Stories of Standards: “Moments Notice”
Tune in weekday mornings for Stories of Standards to hear our favorite versions of “Moment’s Notice.” Rodney Franks present Stories of Standards Monday through Friday at 7:50 and 8:50 a.m. starting Monday, August 12!
Stories of Standards is sponsored by ListenUp – If you love music, you’ll love ListenUp.
“Moment’s Notice” was featured on John Coltrane’s 1957 recording “Blue Train”, with John Coltrane on tenor saxophone, Paul Chambers on double bass , Kenny Drew on piano, Curtis Fuller on trombone, Philly Joe Jones on drums and Lee Morgan on trumpet. While Coltrane only recorded it once, other soloists as well as listeners have regarded it as a standard ever since.
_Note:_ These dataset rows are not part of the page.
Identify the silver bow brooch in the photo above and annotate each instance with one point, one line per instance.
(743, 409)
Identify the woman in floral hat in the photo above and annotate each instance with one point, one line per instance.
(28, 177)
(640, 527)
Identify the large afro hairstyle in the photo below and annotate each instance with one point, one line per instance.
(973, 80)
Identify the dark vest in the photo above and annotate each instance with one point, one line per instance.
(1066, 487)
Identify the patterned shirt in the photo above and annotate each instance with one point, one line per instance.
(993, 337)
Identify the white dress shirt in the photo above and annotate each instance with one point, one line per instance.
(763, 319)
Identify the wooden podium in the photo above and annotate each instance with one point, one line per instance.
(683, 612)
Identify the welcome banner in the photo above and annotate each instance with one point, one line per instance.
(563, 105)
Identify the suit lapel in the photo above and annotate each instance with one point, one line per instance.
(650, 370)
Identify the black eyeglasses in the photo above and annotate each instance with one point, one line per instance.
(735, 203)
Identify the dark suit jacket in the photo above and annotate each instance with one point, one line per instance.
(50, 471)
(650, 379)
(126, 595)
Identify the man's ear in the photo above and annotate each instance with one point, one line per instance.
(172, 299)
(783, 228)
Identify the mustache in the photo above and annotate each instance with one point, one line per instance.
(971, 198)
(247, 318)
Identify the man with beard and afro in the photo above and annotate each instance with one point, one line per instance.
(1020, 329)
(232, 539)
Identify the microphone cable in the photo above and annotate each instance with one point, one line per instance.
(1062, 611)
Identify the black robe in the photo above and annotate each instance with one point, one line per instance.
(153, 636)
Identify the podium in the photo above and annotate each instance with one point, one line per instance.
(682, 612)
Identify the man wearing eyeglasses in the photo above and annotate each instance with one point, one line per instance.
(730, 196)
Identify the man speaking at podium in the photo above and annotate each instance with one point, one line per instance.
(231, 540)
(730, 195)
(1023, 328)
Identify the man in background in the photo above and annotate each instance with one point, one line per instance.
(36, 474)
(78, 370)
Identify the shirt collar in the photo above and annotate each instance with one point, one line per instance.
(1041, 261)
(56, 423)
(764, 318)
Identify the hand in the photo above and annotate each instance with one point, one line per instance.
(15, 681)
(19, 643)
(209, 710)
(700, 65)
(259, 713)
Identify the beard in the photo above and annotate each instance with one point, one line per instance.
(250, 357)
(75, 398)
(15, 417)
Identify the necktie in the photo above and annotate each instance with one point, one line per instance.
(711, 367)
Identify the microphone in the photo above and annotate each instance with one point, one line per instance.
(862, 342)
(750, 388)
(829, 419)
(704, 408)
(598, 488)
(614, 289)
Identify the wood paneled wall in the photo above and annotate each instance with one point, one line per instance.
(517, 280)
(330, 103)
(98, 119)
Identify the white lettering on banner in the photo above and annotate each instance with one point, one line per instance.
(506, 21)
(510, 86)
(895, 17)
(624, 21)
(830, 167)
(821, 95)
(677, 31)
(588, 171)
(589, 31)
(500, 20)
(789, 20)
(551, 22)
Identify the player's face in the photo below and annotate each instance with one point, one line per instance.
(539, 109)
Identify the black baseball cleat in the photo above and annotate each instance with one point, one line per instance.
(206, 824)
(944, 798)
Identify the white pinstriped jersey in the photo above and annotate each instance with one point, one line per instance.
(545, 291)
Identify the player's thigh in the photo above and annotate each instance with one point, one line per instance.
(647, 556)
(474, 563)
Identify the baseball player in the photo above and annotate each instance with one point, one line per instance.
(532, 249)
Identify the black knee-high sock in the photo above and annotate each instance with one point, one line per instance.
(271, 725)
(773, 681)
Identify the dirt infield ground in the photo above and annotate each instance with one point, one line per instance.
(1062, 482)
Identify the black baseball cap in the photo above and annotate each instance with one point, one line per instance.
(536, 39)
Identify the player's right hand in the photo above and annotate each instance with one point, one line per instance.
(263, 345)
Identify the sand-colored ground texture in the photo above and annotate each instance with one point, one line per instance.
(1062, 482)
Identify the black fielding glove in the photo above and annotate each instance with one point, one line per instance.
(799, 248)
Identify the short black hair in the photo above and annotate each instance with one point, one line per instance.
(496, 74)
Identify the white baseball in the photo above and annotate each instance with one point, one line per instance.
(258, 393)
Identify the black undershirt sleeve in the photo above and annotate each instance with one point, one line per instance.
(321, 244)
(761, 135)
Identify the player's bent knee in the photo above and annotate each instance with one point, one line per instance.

John William Coltrane (23 Sept 1926-17 Jul 1967) grew up in North Carolina. Shortly after his twelfth birthday Coltrane’s father, aunt and grandparents all died within the space of a few months, after which he was raised by his mother and a close cousin. He initially played clarinet and alto horn before acquiring his first saxophone, an alto. He joined the navy in August 1945, where he became one of a very few Navy men to serve as a musician in the base swing band without having first been granted musician’s rating. By the end of his Navy service he was acting as a leader in the band and had already made his first recordings. He then moved back to Philadelphia, played with a number of bands, and switched to tenor saxophone in 1947. During this period he was introduced to bop, with a major development resulting from seeing Charlie Parker perform on June 5, 1945. In a 1960 interview he said, “the first time I heard Bird play, it hit me right between the eyes.” Coltrane went on to play with Thelonious Monk, Miles Davis and many others, sometimes freelance, sometimes in bands that he formed. He switched from plastic mouthpieces to metal mouthpieces with a stiff #5 reed. Among John Coltrane’s many honors and awards are induction into the Down Beat “Jazz Hall of Fame” in 1965, a posthumous Grammy for Best Jazz Solo Performance on the album “Bye Bye Blackbird”, the 1991 tribute to Miles Davis, the Grammy Lifetime Achievement Award in 1997, a special Pulitzer Prize in 2007 which cited his “masterful improvisation, supreme musicianship and iconic centrality to the history of jazz” and induction into the North Caroline Music Hall of Fame in 2009. His spiritual searches are recognized in his veneration by the African Orthodox Church in San Francisco, which incorporates his music and lyrics into its liturgy.